Ces conditions d’accueil extrêmement limitées impactent gravement la situation de vulnérabilité des demandeurs d’asile. Des cas d’exploitation et de travail forcé sont répandus à travers le pays. Récemment le bureau du HCR à Chypre a alerté sur les cas de disparitions de femmes réfugiées et demandeuses d’asile mettant en lumière les carences graves du système d’asile et de protection dans le pays, mais aussi des politiques d’intégration en particulier pour les personnes vulnérables. Bien que la durée d’examen de la demande d’asile en première instance soit limitée légalement à 6 mois, en pratique la durée moyenne est de 2 à 3 ans. Certains demandeurs d’asile peuvent attendre jusqu’à 4 ans pour recevoir une réponse à leur demande. Selon Eurostat, le nombre de demandes en instance s’élève à 10 180 à la fin de l’année 2018 contre 5 120 fin 2017.

Chypre en appelle donc au soutien de l’UE pour l’appuyer dans cette hausse des arrivées. En 2014, le Bureau européen d’appui en matière d’asile (EASO) et Chypre ont signé un Plan spécial de soutien incluant la formation des équipes, le renforcement des conditions d’accueil, un appui dans les procédures d’évaluation de la minorité et des personnes vulnérables, et la collecte de données.  En 2018, l’EASO a déployé 49 experts sur le pays afin de soutenir le service national de l’asile rattaché au ministère de l’Intérieur, et afin d’appuyer le recrutement de nouveaux agents pour examiner les demandes d’asile. Le 20 décembre 2018, la Commission européenne a annoncé le déblocage de 3,1 millions d’euros pour que Chypre renforce sa capacité d’accueil et pour transformer le centre d’accueil d’urgence de Kokkinotrimithia en un centre de premier accueil à part entière incluant l’examen médical, l’enregistrement, le relevé d’empreintes digitales, le filtrage, la fourniture d’informations et la possibilité de présenter une demande d’asile. Cette aide s’ajoute au soutien financier accordé par l’UE de 40 millions d’euros entre 2014 et 2020 alloués à la gestion des migrations. Au début du mois d’août 2019, Chypre a adressé une demande à la Commission européenne pour relocaliser 5 000 demandeurs d’asile dans d’autres États membres de l’UE.

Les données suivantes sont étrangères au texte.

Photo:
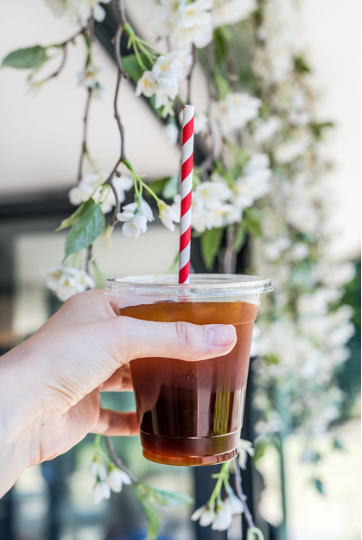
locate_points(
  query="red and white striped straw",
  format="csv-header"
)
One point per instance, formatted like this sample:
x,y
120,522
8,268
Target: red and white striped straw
x,y
186,193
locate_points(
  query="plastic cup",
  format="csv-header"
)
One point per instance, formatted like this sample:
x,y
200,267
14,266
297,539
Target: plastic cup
x,y
191,413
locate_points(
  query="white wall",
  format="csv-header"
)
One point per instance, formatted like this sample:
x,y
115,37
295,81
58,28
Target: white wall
x,y
333,43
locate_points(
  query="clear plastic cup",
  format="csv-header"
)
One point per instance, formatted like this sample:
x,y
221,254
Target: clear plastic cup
x,y
191,413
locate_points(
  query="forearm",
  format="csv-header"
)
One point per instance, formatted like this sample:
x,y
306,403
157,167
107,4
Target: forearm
x,y
18,419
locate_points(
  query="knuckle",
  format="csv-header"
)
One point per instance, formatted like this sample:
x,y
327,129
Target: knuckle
x,y
185,337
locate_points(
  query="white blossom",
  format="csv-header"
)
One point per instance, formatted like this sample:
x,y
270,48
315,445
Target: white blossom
x,y
163,80
213,194
168,215
172,134
300,251
147,85
79,11
88,186
185,24
135,217
223,519
291,150
205,515
273,250
227,12
65,281
233,113
274,61
255,183
194,25
98,470
267,130
116,479
201,123
245,449
102,492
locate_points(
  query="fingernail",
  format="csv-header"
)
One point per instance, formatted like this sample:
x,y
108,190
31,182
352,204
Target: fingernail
x,y
220,335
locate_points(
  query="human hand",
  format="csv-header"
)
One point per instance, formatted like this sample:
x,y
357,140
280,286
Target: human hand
x,y
50,385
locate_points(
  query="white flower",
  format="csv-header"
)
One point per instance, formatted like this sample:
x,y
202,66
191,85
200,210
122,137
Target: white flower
x,y
245,449
172,134
205,515
201,123
116,479
88,186
274,250
102,492
135,217
225,214
185,24
213,194
267,130
98,470
88,77
256,182
232,11
168,215
235,112
66,282
292,150
80,11
233,504
274,60
147,85
193,25
223,519
163,80
334,275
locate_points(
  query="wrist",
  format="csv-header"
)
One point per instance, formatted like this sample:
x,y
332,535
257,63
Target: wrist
x,y
18,420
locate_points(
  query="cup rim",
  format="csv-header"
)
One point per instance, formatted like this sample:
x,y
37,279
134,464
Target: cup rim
x,y
200,284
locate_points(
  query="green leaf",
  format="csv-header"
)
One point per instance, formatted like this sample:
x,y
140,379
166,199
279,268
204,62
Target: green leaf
x,y
319,128
132,67
301,66
240,238
210,245
338,445
74,218
255,534
167,498
253,219
152,513
31,58
82,235
319,486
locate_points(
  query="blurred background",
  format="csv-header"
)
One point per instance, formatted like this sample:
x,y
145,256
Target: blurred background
x,y
39,147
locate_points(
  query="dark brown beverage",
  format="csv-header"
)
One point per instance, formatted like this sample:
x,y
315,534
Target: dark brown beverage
x,y
191,413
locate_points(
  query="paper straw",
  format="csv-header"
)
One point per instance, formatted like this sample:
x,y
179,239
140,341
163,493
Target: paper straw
x,y
186,193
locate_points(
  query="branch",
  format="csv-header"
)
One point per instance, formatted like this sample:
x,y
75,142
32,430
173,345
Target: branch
x,y
117,460
84,150
230,259
121,74
189,78
242,496
64,47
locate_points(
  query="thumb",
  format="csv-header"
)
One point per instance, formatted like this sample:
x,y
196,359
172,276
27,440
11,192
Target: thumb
x,y
129,339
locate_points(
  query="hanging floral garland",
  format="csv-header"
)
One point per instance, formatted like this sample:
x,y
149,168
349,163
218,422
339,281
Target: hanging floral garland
x,y
262,182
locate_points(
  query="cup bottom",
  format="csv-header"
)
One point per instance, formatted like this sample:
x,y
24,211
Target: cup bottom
x,y
190,451
190,461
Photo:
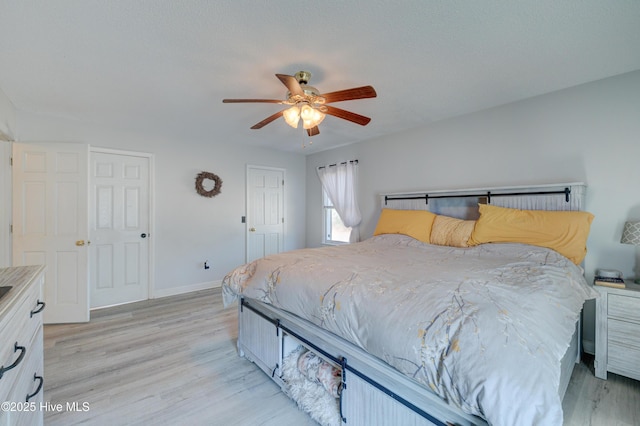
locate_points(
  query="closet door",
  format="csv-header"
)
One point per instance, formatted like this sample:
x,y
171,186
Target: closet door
x,y
50,223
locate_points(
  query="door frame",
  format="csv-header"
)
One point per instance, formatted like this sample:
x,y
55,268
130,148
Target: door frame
x,y
6,195
246,193
150,157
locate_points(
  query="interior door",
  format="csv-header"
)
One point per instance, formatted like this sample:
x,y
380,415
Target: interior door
x,y
265,212
119,224
50,223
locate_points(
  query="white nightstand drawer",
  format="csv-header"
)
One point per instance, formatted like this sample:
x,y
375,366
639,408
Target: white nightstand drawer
x,y
625,307
623,333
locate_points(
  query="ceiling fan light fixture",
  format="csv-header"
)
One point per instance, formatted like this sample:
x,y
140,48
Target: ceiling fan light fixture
x,y
292,116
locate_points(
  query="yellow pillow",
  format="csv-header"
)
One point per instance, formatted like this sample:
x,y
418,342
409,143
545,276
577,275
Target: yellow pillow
x,y
563,231
449,231
414,223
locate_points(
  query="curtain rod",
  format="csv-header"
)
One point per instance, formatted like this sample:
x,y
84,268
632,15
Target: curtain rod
x,y
344,162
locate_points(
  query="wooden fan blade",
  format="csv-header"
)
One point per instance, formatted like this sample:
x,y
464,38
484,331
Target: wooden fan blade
x,y
350,94
267,120
347,115
234,101
291,83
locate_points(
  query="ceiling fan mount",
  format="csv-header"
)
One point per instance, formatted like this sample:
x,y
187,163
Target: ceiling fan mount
x,y
307,104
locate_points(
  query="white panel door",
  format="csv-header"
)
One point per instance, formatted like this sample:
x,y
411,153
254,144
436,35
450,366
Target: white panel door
x,y
265,212
119,223
50,223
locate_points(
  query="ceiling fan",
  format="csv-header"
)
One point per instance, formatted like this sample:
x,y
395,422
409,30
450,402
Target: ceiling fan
x,y
306,103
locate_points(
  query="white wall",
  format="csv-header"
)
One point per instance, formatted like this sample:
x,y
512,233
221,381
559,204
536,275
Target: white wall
x,y
189,228
588,133
7,124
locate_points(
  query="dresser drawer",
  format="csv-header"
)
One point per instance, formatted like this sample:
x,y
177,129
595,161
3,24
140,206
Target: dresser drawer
x,y
17,331
29,384
624,307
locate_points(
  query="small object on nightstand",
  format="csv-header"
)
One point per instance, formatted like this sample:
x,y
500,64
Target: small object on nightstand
x,y
631,235
609,282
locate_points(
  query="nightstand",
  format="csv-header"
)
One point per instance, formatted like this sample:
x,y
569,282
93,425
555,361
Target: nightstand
x,y
618,331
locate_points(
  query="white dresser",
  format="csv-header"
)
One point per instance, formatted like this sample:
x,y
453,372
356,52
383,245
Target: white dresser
x,y
618,331
21,346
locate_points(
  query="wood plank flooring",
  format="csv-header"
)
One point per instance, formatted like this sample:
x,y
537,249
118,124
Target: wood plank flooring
x,y
174,361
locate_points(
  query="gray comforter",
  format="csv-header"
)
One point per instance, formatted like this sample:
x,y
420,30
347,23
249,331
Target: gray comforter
x,y
484,327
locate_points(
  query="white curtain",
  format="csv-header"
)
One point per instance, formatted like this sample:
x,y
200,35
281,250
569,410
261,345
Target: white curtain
x,y
339,182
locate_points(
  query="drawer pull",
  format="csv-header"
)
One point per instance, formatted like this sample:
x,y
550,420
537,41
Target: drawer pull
x,y
16,348
41,379
39,308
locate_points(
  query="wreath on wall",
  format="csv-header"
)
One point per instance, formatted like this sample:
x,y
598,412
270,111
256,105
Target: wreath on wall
x,y
200,189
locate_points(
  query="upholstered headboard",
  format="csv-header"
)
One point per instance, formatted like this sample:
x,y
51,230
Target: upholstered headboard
x,y
463,203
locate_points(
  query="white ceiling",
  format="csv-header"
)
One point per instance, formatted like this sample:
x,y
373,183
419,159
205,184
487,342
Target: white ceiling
x,y
163,66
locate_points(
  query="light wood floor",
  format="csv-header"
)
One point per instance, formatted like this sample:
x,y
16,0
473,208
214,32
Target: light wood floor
x,y
173,361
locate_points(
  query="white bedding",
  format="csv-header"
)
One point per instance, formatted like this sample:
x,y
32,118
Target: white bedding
x,y
483,327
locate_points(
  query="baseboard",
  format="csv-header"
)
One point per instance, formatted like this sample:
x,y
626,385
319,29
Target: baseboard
x,y
589,346
173,291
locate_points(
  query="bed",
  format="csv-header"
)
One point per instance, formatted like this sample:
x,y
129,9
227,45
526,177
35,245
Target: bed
x,y
474,322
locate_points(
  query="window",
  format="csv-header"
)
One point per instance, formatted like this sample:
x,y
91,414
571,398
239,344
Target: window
x,y
334,230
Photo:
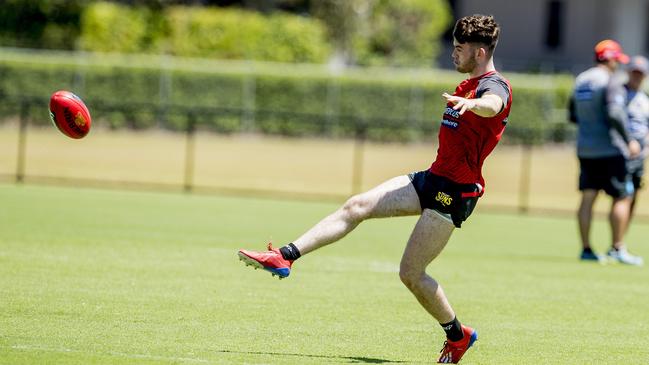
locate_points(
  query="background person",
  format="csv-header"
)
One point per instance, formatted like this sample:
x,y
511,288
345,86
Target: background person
x,y
603,145
637,105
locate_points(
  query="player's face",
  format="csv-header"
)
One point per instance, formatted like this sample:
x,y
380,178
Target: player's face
x,y
465,56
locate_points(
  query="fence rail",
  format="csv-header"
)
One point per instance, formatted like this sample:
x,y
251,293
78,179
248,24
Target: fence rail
x,y
523,175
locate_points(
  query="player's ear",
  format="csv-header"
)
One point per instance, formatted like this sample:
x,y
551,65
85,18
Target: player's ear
x,y
481,52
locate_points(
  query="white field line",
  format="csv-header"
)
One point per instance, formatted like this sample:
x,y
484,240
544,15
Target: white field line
x,y
110,353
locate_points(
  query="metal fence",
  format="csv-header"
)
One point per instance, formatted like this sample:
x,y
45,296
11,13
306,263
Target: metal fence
x,y
520,178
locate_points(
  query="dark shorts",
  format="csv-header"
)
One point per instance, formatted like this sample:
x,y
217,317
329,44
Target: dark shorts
x,y
607,173
445,196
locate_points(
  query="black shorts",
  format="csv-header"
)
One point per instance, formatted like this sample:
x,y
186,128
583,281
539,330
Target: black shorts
x,y
606,173
445,196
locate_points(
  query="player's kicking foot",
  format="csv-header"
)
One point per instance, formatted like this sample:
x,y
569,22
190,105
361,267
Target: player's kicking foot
x,y
624,256
453,351
271,260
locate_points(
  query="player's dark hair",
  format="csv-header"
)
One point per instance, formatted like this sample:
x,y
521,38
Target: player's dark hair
x,y
477,28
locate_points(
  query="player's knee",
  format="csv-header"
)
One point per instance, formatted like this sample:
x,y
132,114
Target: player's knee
x,y
409,276
356,208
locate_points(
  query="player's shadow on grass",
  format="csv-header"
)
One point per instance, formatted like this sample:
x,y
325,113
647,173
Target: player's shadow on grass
x,y
347,359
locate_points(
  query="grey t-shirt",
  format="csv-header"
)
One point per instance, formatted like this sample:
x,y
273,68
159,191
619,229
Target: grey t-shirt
x,y
593,95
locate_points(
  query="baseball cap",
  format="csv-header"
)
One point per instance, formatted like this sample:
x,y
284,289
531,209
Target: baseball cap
x,y
610,49
639,63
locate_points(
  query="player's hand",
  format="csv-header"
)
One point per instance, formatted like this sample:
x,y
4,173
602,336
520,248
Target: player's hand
x,y
460,104
634,148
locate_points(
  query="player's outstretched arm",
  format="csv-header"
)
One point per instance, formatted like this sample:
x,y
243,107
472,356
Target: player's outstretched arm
x,y
487,106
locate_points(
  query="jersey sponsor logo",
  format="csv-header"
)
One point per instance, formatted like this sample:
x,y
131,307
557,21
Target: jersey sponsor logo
x,y
452,112
444,198
450,124
451,118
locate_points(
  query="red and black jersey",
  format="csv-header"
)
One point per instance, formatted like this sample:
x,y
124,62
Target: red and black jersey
x,y
466,140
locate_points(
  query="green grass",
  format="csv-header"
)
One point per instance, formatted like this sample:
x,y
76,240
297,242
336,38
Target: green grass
x,y
113,277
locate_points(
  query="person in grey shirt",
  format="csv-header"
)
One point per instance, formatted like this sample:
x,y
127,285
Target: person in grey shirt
x,y
603,146
637,105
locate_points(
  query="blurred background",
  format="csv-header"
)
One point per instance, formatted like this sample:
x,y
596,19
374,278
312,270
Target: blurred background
x,y
305,99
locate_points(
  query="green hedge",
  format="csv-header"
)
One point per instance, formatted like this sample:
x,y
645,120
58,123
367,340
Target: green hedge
x,y
203,32
276,99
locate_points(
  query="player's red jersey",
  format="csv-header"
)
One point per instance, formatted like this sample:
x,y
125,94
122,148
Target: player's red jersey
x,y
466,140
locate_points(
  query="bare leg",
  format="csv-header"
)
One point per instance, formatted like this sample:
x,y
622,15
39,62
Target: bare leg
x,y
395,197
619,219
585,215
427,240
634,199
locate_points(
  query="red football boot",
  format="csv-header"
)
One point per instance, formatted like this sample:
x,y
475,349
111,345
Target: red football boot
x,y
453,351
271,260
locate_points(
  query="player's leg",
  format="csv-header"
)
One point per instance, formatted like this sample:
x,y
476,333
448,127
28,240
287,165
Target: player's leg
x,y
395,197
584,218
428,239
621,189
591,180
619,219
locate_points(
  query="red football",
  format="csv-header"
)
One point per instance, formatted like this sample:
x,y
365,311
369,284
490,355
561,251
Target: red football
x,y
69,114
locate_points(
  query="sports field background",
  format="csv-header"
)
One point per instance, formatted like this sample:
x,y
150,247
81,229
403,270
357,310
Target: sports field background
x,y
297,168
122,277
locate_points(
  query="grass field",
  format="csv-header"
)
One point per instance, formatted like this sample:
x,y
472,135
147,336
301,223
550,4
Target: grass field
x,y
112,277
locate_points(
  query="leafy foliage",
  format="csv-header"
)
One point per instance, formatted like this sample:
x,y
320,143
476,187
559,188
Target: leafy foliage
x,y
272,101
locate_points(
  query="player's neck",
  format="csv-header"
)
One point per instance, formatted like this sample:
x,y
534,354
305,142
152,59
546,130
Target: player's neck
x,y
482,69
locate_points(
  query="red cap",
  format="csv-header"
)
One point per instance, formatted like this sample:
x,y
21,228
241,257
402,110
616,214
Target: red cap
x,y
609,49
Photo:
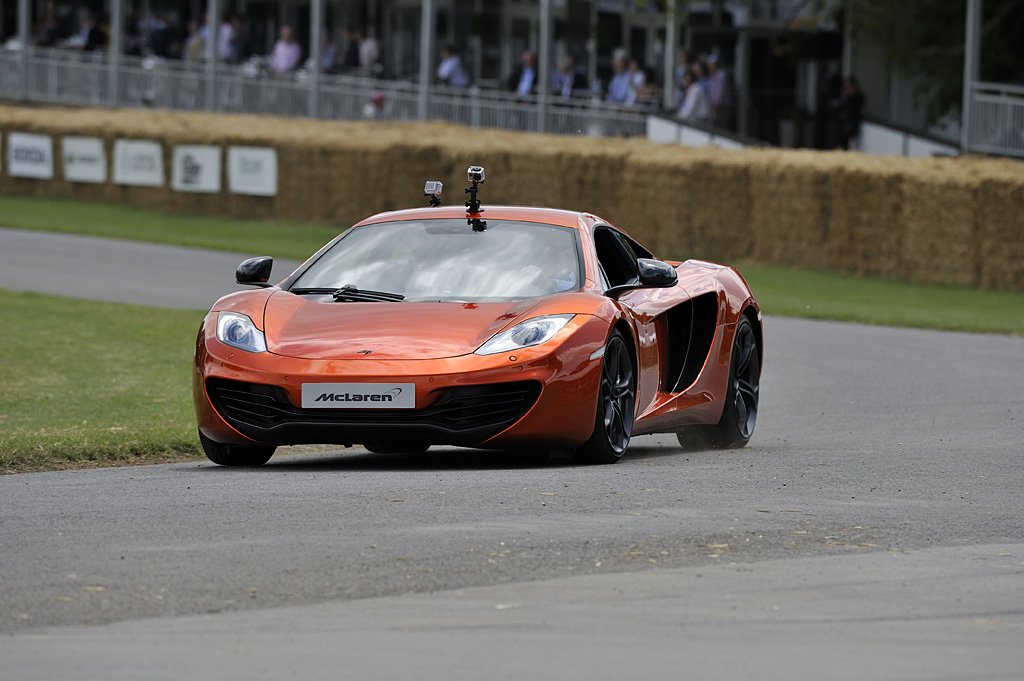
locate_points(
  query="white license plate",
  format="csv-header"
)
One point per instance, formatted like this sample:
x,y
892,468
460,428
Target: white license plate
x,y
358,395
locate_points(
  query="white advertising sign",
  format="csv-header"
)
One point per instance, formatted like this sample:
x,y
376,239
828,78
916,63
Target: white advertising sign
x,y
138,163
252,170
85,160
30,156
197,168
358,395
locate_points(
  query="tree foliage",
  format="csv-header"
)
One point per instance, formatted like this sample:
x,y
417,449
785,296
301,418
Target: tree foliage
x,y
924,40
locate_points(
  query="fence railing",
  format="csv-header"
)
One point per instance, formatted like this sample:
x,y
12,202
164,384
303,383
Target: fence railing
x,y
64,77
996,123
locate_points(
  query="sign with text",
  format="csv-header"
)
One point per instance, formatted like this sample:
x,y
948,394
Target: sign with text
x,y
84,160
252,170
30,156
138,162
196,168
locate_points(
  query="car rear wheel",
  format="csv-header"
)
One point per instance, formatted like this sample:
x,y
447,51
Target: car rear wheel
x,y
615,403
740,412
235,455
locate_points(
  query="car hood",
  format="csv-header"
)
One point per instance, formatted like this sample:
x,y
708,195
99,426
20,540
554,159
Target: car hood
x,y
297,327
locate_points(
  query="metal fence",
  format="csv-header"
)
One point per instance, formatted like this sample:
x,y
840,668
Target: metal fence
x,y
64,77
996,123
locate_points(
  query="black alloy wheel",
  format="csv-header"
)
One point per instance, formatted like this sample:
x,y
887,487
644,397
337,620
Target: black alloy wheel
x,y
740,411
615,405
236,455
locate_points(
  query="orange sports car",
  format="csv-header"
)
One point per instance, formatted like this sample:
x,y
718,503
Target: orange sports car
x,y
493,327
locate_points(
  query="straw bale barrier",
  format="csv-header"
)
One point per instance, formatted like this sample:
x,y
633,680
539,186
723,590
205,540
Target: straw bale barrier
x,y
938,220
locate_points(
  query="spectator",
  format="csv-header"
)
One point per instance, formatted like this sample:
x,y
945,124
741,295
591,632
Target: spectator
x,y
48,29
720,95
849,110
682,66
370,53
695,107
638,83
619,88
329,53
195,44
523,79
700,75
160,36
93,37
286,54
569,78
225,40
450,72
351,61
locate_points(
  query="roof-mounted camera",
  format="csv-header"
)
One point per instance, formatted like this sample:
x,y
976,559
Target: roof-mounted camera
x,y
433,189
475,175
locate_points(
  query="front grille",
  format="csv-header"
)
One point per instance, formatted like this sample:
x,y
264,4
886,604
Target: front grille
x,y
461,416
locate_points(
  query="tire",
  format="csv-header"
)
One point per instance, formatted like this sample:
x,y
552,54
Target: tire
x,y
615,405
236,455
740,411
377,448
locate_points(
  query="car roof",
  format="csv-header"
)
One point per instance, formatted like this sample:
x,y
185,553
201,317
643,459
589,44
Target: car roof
x,y
522,213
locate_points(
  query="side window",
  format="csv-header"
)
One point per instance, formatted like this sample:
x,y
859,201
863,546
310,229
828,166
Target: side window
x,y
615,255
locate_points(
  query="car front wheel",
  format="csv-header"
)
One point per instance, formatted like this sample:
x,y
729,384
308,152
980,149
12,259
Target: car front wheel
x,y
615,403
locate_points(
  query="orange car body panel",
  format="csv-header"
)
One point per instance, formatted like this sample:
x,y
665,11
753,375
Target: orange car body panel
x,y
432,345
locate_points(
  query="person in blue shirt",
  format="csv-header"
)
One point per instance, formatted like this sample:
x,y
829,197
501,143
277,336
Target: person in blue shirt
x,y
523,79
619,88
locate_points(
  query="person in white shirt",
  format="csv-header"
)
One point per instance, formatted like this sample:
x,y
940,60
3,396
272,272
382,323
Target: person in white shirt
x,y
695,105
286,52
450,72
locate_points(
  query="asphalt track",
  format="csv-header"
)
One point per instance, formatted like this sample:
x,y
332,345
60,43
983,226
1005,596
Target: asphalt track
x,y
871,529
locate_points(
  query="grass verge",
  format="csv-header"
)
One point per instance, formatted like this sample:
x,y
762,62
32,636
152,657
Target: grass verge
x,y
282,240
89,383
86,382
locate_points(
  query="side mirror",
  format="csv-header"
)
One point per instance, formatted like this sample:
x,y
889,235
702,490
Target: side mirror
x,y
650,274
655,273
255,271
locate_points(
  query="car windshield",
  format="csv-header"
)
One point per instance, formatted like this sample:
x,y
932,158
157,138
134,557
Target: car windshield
x,y
446,260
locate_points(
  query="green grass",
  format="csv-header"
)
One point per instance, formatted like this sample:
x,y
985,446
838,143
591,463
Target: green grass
x,y
91,383
282,240
86,381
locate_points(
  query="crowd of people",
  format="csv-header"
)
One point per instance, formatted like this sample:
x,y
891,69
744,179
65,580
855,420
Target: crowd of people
x,y
162,37
704,93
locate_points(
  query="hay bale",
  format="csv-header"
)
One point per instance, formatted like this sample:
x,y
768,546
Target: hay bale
x,y
864,235
949,220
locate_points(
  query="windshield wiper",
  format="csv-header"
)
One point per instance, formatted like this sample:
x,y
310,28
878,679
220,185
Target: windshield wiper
x,y
350,293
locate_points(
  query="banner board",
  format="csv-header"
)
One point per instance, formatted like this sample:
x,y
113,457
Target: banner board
x,y
196,168
138,162
30,156
84,160
252,170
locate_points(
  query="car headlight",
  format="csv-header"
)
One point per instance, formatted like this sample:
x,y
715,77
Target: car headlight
x,y
528,333
239,331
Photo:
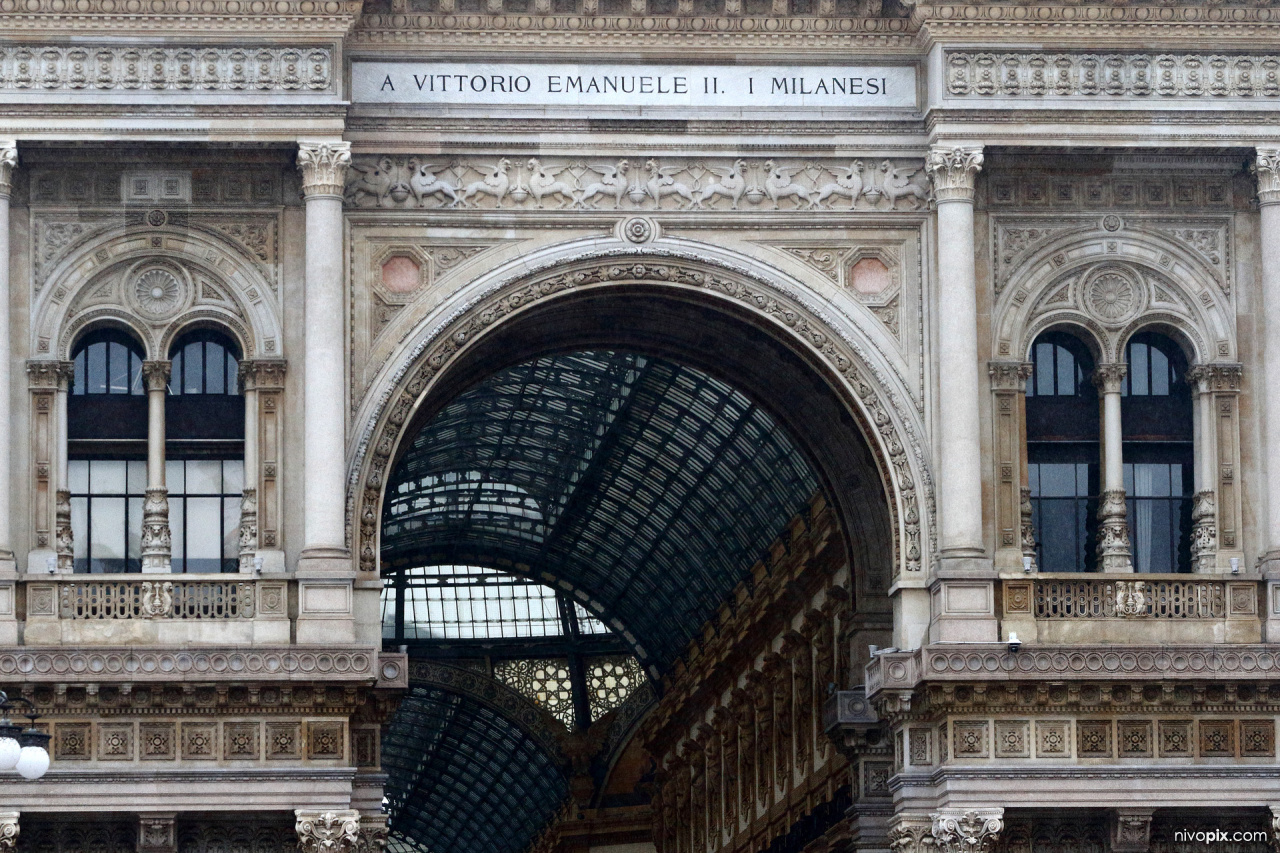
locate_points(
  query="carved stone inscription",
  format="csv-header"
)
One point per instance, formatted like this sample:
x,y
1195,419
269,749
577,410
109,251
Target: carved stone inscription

En outre, la réforme actuelle du régime d’asile européen commun est également au cœur des préoccupations de Chypre, particulièrement en ce qui concerne le règlement Dublin. Dans un document commun de mai 2018, Chypre, la Grèce, l’Italie, Malte et l’Espagne ont exprimé leur position commune sur la refonte de ce règlement, objet de discorde depuis plus de trois ans.